Radical GPU design is in development
Today, HBM stacks integrate 8, 12 or 16 memory units as well as a logic layer that acts as a hub. HBM stacks are placed on the interposer next to CPUs or GPUs and connected to their processors using a 1024-bit interface. SK Hynix, on the other hand, aims to completely eliminate interconnects by embedding HBM4 stacks directly into processors.
In fact, we have been experiencing something similar for a while. This approach is to some extent similar to AMD’s 3D V-Cache built directly into CPU dies, but HBM will of course have much higher capacities. Unlike 3D V-Cache, HBM will also be cheaper but slower in terms of performance.
SK Hynix is reportedly discussing the HBM4 integration design method with several fabless companies, including Nvidia. It is likely that SK Hynix and Nvidia will jointly design the chip from the beginning and manufacture it at TSMC, while TSMC will embed SK Hynix’s HBM4 memory into the logic chips using a wafer bonding technology.
There are some difficulties to overcome
Modern logic processors like Nvidia’s H100 consume hundreds of watts of power and emit hundreds of watts of thermal energy. The power consumption of HBM memories is not low either. So cooling a package containing both logic chips and memory will present new challenges.
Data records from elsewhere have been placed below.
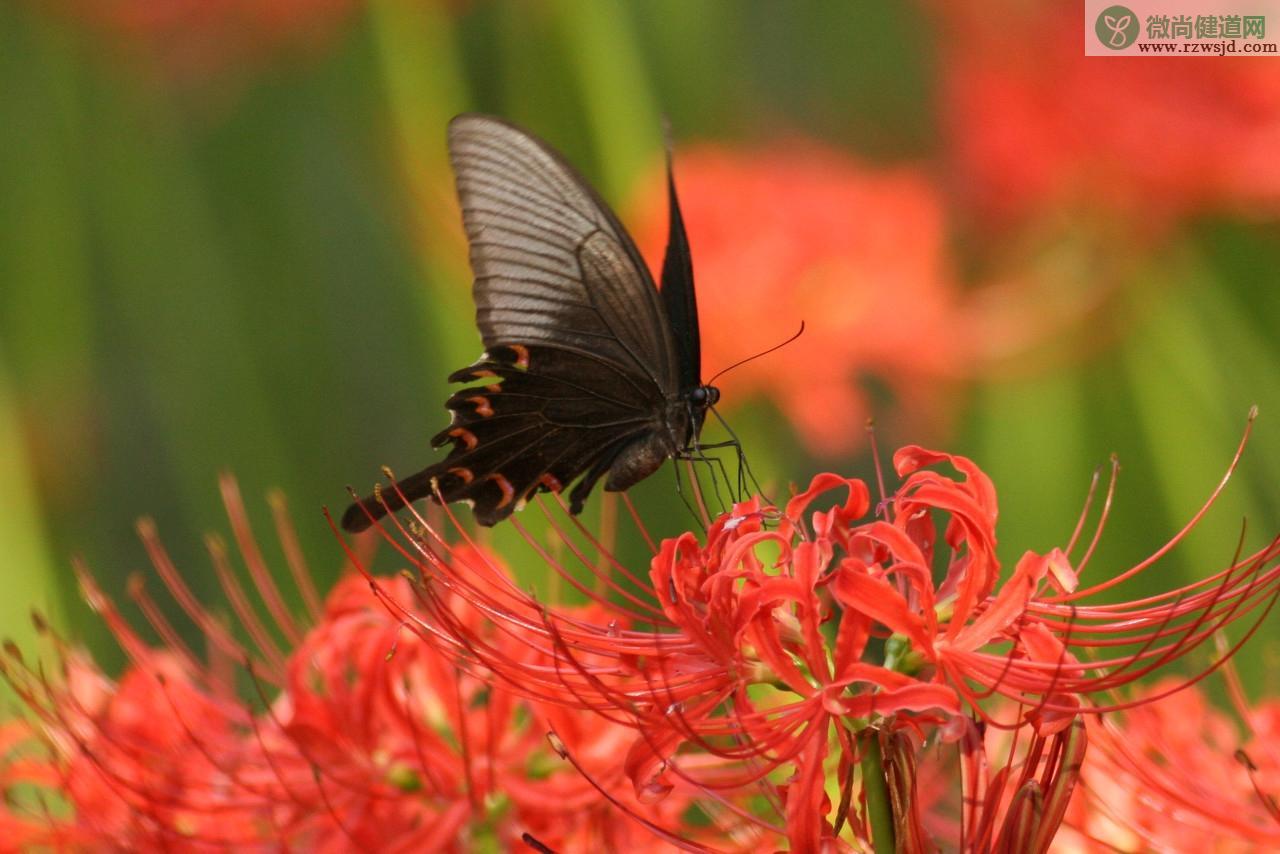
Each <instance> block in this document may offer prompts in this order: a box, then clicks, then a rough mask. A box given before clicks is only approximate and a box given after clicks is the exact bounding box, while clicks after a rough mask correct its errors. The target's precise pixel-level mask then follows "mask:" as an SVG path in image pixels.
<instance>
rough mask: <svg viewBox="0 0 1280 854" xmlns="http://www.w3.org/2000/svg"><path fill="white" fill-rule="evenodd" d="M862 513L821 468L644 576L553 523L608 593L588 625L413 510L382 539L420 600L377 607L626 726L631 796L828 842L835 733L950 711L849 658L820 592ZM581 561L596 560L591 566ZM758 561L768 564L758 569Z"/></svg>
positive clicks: (483, 670) (603, 551)
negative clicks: (691, 806) (771, 556)
mask: <svg viewBox="0 0 1280 854" xmlns="http://www.w3.org/2000/svg"><path fill="white" fill-rule="evenodd" d="M837 489H842V490H844V492H845V493H846V498H845V502H844V503H842V504H840V506H837V507H835V508H833V510H829V511H819V512H814V513H812V516H810V519H809V520H808V521H803V519H804V515H805V512H806V508H808V507H809V506H810V503H812V502H814V501H815V499H818V498H819V497H823V495H824V494H826V493H829V492H831V490H837ZM868 510H869V497H868V490H867V488H865V485H863V484H861V483H860V481H856V480H847V479H842V478H836V476H835V475H822V476H819V478H817V479H815V480H814V484H813V487H812V488H810V489H809V490H808V492H805V493H803V494H800V495H796V497H795V498H792V499H791V502H788V504H787V508H786V512H785V513H782V515H780V513H777V512H776V511H772V510H771V508H765V507H763V506H762V503H760V501H759V499H758V498H756V499H751V501H749V502H745V503H741V504H739V506H737V507H735V510H733V512H732V513H730V515H726V516H722V517H721V519H719V520H717V521H716V522H714V524H713V525H712V526H710V529H709V530H708V533H707V544H705V545H703V544H700V543H699V540H698V538H695V536H694V535H692V534H685V535H682V536H680V538H676V539H668V540H666V542H664V543H663V544H662V547H660V548H659V549H658V552H657V554H655V556H654V558H653V566H652V568H650V572H649V580H648V584H643V583H641V580H640V579H637V577H635V576H634V575H630V574H628V572H627V570H626V567H623V566H621V565H620V563H618V562H617V561H616V560H613V558H612V557H611V556H608V553H607V551H604V549H600V547H599V543H596V542H594V540H593V539H590V538H589V540H588V542H589V545H581V544H576V543H575V538H573V536H572V535H571V533H570V531H568V530H563V529H561V535H562V536H563V540H564V542H566V543H568V544H570V549H571V552H572V553H573V556H575V558H576V560H579V561H581V563H582V565H584V566H585V567H588V568H589V570H593V571H596V572H598V577H599V581H600V584H603V585H604V588H602V589H607V590H612V593H614V594H616V597H617V600H611V598H609V597H608V595H604V594H598V595H596V598H598V599H599V603H598V608H599V613H598V615H596V616H595V618H594V620H584V618H582V615H581V613H580V612H575V611H563V609H552V608H549V607H547V606H544V604H541V603H540V602H538V599H536V598H534V597H532V595H531V594H529V593H526V592H524V590H521V589H520V588H517V586H516V585H515V584H513V583H512V581H511V579H509V577H508V576H507V575H506V572H504V571H503V570H502V567H499V566H497V565H494V563H493V562H490V561H486V560H476V553H468V552H467V551H466V549H465V548H460V547H453V545H451V544H449V543H448V540H447V538H444V536H443V535H442V533H440V530H439V529H438V526H434V525H430V524H428V521H426V520H425V519H422V517H419V519H417V520H416V522H417V525H420V526H421V528H420V529H419V530H416V531H415V533H410V531H408V530H406V529H403V528H402V529H399V530H401V533H402V534H404V538H403V540H402V539H394V538H390V536H389V539H390V542H393V543H394V544H396V545H397V548H401V549H402V553H403V554H404V556H406V557H408V558H410V560H412V561H415V562H416V563H417V566H419V570H420V572H421V584H422V597H421V602H422V604H424V606H426V607H425V609H422V608H417V609H415V608H403V607H401V606H398V604H397V603H396V602H394V600H392V599H390V598H388V606H389V607H390V608H392V609H393V611H394V612H396V615H397V617H398V618H401V620H403V621H404V625H406V626H411V627H413V629H415V630H416V631H417V632H419V634H420V635H421V636H424V638H431V639H433V640H434V641H435V643H436V644H439V645H442V647H443V648H445V649H448V650H452V653H453V654H454V656H456V657H457V658H458V661H460V666H462V667H468V666H479V667H481V668H483V671H484V672H486V673H492V675H493V676H494V677H497V679H498V680H500V681H499V684H506V685H509V686H511V689H512V690H515V691H520V693H524V694H526V695H527V697H531V698H534V699H535V700H536V702H539V703H541V704H562V705H564V707H568V708H581V709H589V711H591V712H595V713H598V714H602V716H605V717H608V718H609V720H612V721H614V722H617V723H621V725H625V726H627V727H631V729H632V730H634V731H635V736H634V739H632V744H631V746H630V750H628V752H627V753H626V757H625V762H623V767H625V769H626V772H627V775H628V776H630V777H631V780H632V782H634V785H635V790H636V795H637V796H639V798H640V799H641V800H643V802H645V803H649V802H658V800H660V799H663V798H664V796H666V795H667V794H668V793H669V791H671V790H672V789H673V787H676V786H684V787H692V789H695V790H699V791H701V793H703V795H704V796H705V802H707V804H708V805H704V809H707V810H708V812H709V814H713V816H717V817H722V818H731V817H735V816H736V817H737V818H740V819H742V821H745V822H746V825H745V826H742V827H739V828H737V832H739V834H740V835H741V836H742V837H744V839H749V837H750V836H751V835H753V834H754V835H755V836H759V835H762V834H763V835H767V836H768V835H778V836H786V837H787V839H788V840H790V844H791V845H792V848H795V849H797V850H818V849H819V848H823V846H831V845H836V844H837V839H836V834H837V832H838V827H840V826H841V825H842V823H844V822H845V821H846V819H849V818H854V817H851V816H850V814H849V809H850V803H849V799H847V798H846V799H845V803H842V805H841V807H840V808H838V809H837V810H836V812H837V814H836V816H835V818H833V819H831V818H828V813H831V812H832V808H831V804H829V803H828V800H827V771H828V761H829V762H832V763H835V764H836V766H837V768H836V773H837V777H838V778H840V787H841V789H842V790H845V791H851V790H852V787H854V772H855V769H856V767H858V761H859V752H858V749H856V746H855V744H854V740H852V734H851V730H850V729H849V727H852V726H854V723H855V722H856V721H864V722H865V721H870V720H876V721H878V722H879V723H881V726H884V727H887V729H897V727H924V726H927V725H931V723H938V722H943V721H946V720H947V718H948V717H950V716H952V714H955V713H957V712H959V709H960V705H959V698H957V697H956V694H955V691H954V690H952V689H951V688H948V686H946V685H941V684H929V682H925V681H922V680H918V679H914V677H911V676H908V675H904V673H901V672H897V671H893V670H891V668H887V667H882V666H877V665H873V663H868V662H865V661H863V653H864V650H865V647H867V644H868V641H869V639H870V635H869V631H868V630H867V629H868V625H867V622H868V621H867V620H865V617H864V616H861V615H858V613H856V612H852V611H845V612H844V613H840V612H838V609H836V608H833V607H832V600H831V597H829V595H827V594H826V593H824V588H826V586H827V584H828V581H829V577H828V576H829V574H831V570H832V565H833V561H835V558H836V553H837V551H840V549H841V548H842V543H841V538H842V536H845V535H846V533H847V525H849V521H850V520H855V519H858V517H860V516H863V515H865V513H867V511H868ZM548 516H549V517H550V519H553V520H554V519H556V516H554V515H553V513H550V512H549V511H548ZM765 520H771V521H773V522H776V524H774V526H772V528H768V526H765ZM513 524H515V525H517V526H518V522H513ZM521 530H522V531H524V530H525V529H522V528H521ZM577 531H579V534H585V531H584V530H582V529H581V528H579V529H577ZM385 533H388V535H389V531H385ZM529 542H530V543H531V544H532V545H534V548H536V549H539V551H540V552H541V554H543V557H544V558H545V560H548V561H550V562H552V565H553V566H554V567H556V568H557V570H558V571H559V572H561V574H562V575H563V576H564V577H566V579H568V580H570V581H571V583H573V584H576V585H579V589H580V590H582V592H590V590H589V589H588V588H586V586H585V585H582V584H581V583H580V581H577V579H576V577H575V576H573V575H572V574H571V572H570V571H568V570H567V567H564V566H562V565H561V563H559V562H557V561H554V560H552V557H550V554H549V553H548V552H547V551H544V549H543V548H541V547H540V545H539V544H538V543H536V542H535V540H534V539H532V538H531V536H529ZM596 551H599V552H600V553H603V566H602V565H600V563H596V561H595V560H594V558H593V557H591V554H594V553H596ZM765 552H771V553H773V554H774V557H773V558H771V560H765V558H764V557H763V553H765ZM614 574H616V576H617V577H614ZM620 580H627V581H630V583H631V584H634V585H635V586H636V588H639V589H641V590H644V593H643V594H636V593H635V592H632V590H630V589H627V588H623V586H622V584H620ZM468 609H470V611H474V612H476V613H481V615H484V616H485V617H486V618H488V620H492V621H493V624H494V627H495V630H497V635H490V636H485V635H481V634H480V632H477V631H476V630H475V629H474V626H472V625H468V624H466V622H463V621H462V620H461V618H460V616H458V615H461V613H465V612H466V611H468ZM502 635H507V636H520V638H521V639H522V640H524V641H525V643H530V644H532V645H534V649H535V653H536V656H538V658H536V661H539V662H543V663H534V662H531V661H530V659H529V658H527V657H512V656H511V653H509V652H508V650H504V649H502V648H500V647H499V645H498V644H497V643H495V641H494V638H495V636H502ZM828 635H829V636H833V638H835V640H831V639H829V638H828ZM833 748H835V750H836V753H835V754H832V749H833ZM780 775H782V778H781V780H780ZM753 796H754V798H756V799H759V800H760V802H762V803H763V804H765V807H767V809H765V812H767V813H771V814H768V816H762V814H754V813H745V812H744V808H742V803H744V800H745V799H746V798H753ZM654 830H655V831H662V830H663V828H654ZM860 835H861V836H863V837H864V839H865V831H863V832H861V834H860ZM668 839H669V840H671V841H680V840H677V837H675V836H673V835H668Z"/></svg>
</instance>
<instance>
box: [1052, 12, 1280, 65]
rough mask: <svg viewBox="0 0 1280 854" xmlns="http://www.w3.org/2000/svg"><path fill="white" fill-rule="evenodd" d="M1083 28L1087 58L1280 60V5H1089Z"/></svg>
mask: <svg viewBox="0 0 1280 854" xmlns="http://www.w3.org/2000/svg"><path fill="white" fill-rule="evenodd" d="M1059 1H1061V0H1059ZM1268 19H1270V20H1268ZM1082 23H1083V24H1084V27H1083V29H1084V54H1085V56H1142V55H1146V54H1155V55H1158V56H1169V55H1175V56H1276V58H1280V40H1277V38H1276V36H1277V32H1276V31H1277V29H1280V0H1124V5H1121V4H1119V3H1116V1H1115V0H1084V15H1083V20H1082ZM1268 24H1270V26H1268Z"/></svg>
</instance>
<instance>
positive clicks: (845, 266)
mask: <svg viewBox="0 0 1280 854" xmlns="http://www.w3.org/2000/svg"><path fill="white" fill-rule="evenodd" d="M676 173H677V174H676V181H677V184H678V187H680V204H681V209H682V213H684V218H685V224H686V228H687V229H689V239H690V243H691V246H692V247H694V256H695V259H696V268H698V269H696V277H698V297H699V301H700V302H701V305H703V306H704V309H703V329H701V335H703V364H704V365H705V366H707V367H708V369H714V370H719V369H722V367H727V366H728V365H730V364H732V362H736V361H739V360H741V359H744V357H746V356H750V355H753V353H755V352H759V351H763V350H765V348H767V347H769V346H772V344H774V343H777V342H778V341H782V339H783V338H786V335H788V334H791V333H792V332H794V330H795V329H796V328H797V326H799V325H800V321H801V320H803V321H804V323H805V333H804V334H803V335H801V337H800V338H799V339H797V341H795V342H792V343H790V344H787V346H786V347H783V348H782V350H780V351H778V352H774V353H771V355H769V356H768V357H765V359H759V360H755V361H751V362H749V364H746V365H742V366H741V367H737V369H735V370H732V371H730V373H728V374H726V375H724V378H723V380H721V384H722V385H723V391H724V399H726V401H727V402H730V403H731V405H732V403H735V402H745V401H748V399H749V398H750V397H751V396H763V397H767V398H769V399H771V401H773V402H774V403H776V405H777V407H778V408H780V410H781V411H782V412H785V414H786V415H787V417H788V419H791V420H792V423H794V424H795V428H796V430H795V433H796V435H797V437H799V438H800V440H803V442H805V443H806V444H808V446H809V447H810V448H813V449H814V451H817V452H820V453H826V455H837V453H842V452H847V451H849V449H851V448H852V447H854V446H855V444H856V443H859V442H860V437H863V435H864V433H863V430H861V426H863V424H864V423H865V420H867V416H868V399H867V394H865V391H864V389H863V387H861V385H860V383H861V382H863V379H864V378H865V376H868V375H872V376H876V378H877V379H882V380H883V382H884V383H886V384H887V385H888V388H890V389H891V391H892V393H893V394H895V396H896V397H897V398H899V399H900V402H901V405H902V410H904V412H905V414H906V415H908V416H909V417H910V419H911V420H913V421H915V423H916V424H919V426H920V429H924V428H925V425H931V424H937V423H938V420H940V419H942V417H945V414H943V412H942V411H941V410H942V408H943V407H940V406H938V403H941V401H942V397H943V385H942V384H940V379H945V378H951V376H955V375H956V373H957V371H961V370H964V367H963V366H964V365H965V362H966V360H968V346H969V344H968V342H965V341H964V338H963V337H957V335H955V334H954V326H952V324H951V320H954V307H955V303H956V301H957V298H959V291H957V286H956V282H955V280H954V279H952V277H951V271H950V270H948V269H947V261H946V257H947V255H946V250H945V239H946V236H945V229H943V211H942V202H941V200H940V197H938V193H937V192H936V191H934V188H933V187H932V184H931V183H929V182H928V179H927V178H925V177H924V174H923V173H919V172H916V170H913V169H910V168H899V169H890V170H884V169H881V170H877V169H873V168H870V166H867V165H864V164H860V163H858V161H856V160H854V159H851V157H849V156H847V155H845V154H841V152H838V151H833V150H828V149H824V147H820V146H819V145H818V143H815V142H810V141H799V142H792V143H788V145H786V146H782V145H778V146H776V147H774V149H772V150H764V151H754V152H751V151H732V150H726V149H722V147H713V146H700V147H691V149H689V150H687V151H680V152H678V155H677V157H676ZM644 186H646V187H664V186H666V184H664V183H662V182H659V181H649V182H644ZM635 210H636V215H635V218H634V222H635V225H636V230H635V234H636V238H637V241H639V243H640V246H641V248H643V250H645V255H646V257H649V259H654V260H657V259H660V257H662V255H660V252H662V248H663V246H664V243H666V239H667V198H666V195H664V191H663V192H658V191H657V189H655V191H653V192H652V193H650V195H648V196H645V197H643V198H641V200H640V201H639V204H637V205H636V207H635ZM655 269H657V268H655ZM778 306H786V311H783V312H780V311H778ZM884 318H892V319H893V321H892V323H884ZM744 330H753V333H754V337H744ZM801 375H803V376H804V378H805V382H804V383H796V382H795V379H796V376H801Z"/></svg>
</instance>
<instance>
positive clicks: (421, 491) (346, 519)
mask: <svg viewBox="0 0 1280 854" xmlns="http://www.w3.org/2000/svg"><path fill="white" fill-rule="evenodd" d="M438 474H439V467H438V466H429V467H426V469H424V470H422V471H419V472H417V474H416V475H410V476H408V478H404V479H403V480H397V481H396V488H394V489H381V490H379V492H376V493H374V494H372V495H369V497H367V498H361V499H360V501H357V502H356V503H353V504H352V506H351V507H348V508H347V512H344V513H343V515H342V528H343V530H346V531H349V533H352V534H358V533H360V531H362V530H365V529H367V528H369V526H370V525H372V524H374V522H375V521H378V520H379V519H381V517H383V516H385V515H387V513H394V512H396V511H397V510H399V508H401V507H404V506H406V504H407V503H410V502H413V501H417V499H419V498H426V497H428V495H430V494H431V493H433V492H434V489H433V487H431V481H433V480H434V479H435V476H436V475H438Z"/></svg>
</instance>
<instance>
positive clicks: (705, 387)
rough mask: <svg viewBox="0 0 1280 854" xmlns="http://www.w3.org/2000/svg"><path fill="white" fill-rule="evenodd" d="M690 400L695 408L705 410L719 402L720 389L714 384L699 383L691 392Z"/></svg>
mask: <svg viewBox="0 0 1280 854" xmlns="http://www.w3.org/2000/svg"><path fill="white" fill-rule="evenodd" d="M689 402H690V403H691V405H692V407H694V408H695V410H705V408H707V407H709V406H716V405H717V403H718V402H719V389H718V388H716V387H714V385H699V387H698V388H695V389H692V391H691V392H689Z"/></svg>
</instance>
While there are fundamental hurdles to overcome for now, integrating memory directly into processors will also change the way chips are designed and manufactured. Manufacturing DRAM using the same processing technology as the corresponding CPU or GPU will improve performance. In turn, memory costs will increase significantly. “Within 10 years, the ‘rules of the game’ for semiconductors may change and the distinction between memory and logic semiconductors may become irrelevant,” industry officials said.